I only changes one thing and that is the black khol liner. In the first post I didn't use any liner in my water I just left it bare.

K so here goes!

Start with a clean, moisturized and primed face.
Then get your brow pencil and draw a line at the bottom of your brow, following the shape. Like this. 






Then grab a stiff angled brush and dip it in to your highlight color, mine is Snow, and make a line beneath the pencil line. Then blend it down.













Then take your Rubenesque PP and with your finger pat & sweep some on your lid. Don't go over your crease.









Then grab Melon and a small brush and pat it on the inner and middle portion of your lid.









Then grab Vibrant Grape and using the same brush pat some on the outer portion of your lid blending it towards the middle portion.









Then take any black eyeshadow and a fluffy blender brush, I'm using the black in Danger Zone and the 217, and blend it in to your crease with buffing and sweeping motions.









Then take Snow and a flat fluffy brush and retouch your highlight. blend out any harsh lines.









Then take your Q-tip and clean up the edge and fill in the rest of your brows. Like this













Take you eyeliner and a thin line starting at the outer part moving in.








Should look like this.





Now take your zoomlash and apply it you your lashes focusing more on your outer lashes for that cat eye afffect.









Then take your foundation and your foundation brush and apply it. I like to start on my cheeks cuz thats my problem area. 

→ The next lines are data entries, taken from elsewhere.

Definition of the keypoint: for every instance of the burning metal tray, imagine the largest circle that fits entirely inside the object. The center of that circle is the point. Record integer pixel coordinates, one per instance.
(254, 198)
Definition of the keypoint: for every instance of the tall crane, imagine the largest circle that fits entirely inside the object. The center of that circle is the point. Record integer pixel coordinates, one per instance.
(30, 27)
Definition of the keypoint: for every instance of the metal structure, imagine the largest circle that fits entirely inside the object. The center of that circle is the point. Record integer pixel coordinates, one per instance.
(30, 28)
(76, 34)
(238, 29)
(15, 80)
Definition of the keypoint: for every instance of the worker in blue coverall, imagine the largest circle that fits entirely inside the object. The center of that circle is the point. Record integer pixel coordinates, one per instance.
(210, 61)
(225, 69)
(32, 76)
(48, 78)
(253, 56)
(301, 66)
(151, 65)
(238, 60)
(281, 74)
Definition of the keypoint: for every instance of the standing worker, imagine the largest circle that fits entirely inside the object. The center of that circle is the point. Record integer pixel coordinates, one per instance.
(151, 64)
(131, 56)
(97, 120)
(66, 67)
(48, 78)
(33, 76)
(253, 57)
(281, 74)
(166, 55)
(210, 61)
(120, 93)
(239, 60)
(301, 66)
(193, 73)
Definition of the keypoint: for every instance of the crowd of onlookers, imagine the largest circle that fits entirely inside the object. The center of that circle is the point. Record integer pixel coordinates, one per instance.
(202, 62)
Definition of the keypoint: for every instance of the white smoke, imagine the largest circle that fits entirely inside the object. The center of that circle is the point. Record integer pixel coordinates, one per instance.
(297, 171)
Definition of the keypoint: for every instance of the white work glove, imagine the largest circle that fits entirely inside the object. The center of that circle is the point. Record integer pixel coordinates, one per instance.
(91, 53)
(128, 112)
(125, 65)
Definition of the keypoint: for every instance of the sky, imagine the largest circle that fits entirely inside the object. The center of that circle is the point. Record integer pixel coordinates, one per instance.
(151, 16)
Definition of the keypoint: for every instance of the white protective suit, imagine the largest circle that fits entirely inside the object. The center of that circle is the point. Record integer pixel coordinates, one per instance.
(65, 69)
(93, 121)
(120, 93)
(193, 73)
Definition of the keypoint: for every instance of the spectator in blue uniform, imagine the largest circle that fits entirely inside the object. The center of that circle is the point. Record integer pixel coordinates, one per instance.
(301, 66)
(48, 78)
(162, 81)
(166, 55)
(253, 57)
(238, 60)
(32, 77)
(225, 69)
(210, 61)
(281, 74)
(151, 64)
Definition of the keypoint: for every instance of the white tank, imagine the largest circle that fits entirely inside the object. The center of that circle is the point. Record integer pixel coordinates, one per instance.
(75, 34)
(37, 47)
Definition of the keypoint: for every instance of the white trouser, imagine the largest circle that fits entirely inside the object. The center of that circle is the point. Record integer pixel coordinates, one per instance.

Once you've applied you foundation, take your concealer and cover up any of your problem areas.









Then take your powder and powder brush and apply it all over your face.









Take your cream blush and LIGHTLY tap your index finger in to it, then rub it in between your index and thumb, then pinch it on to your cheeks.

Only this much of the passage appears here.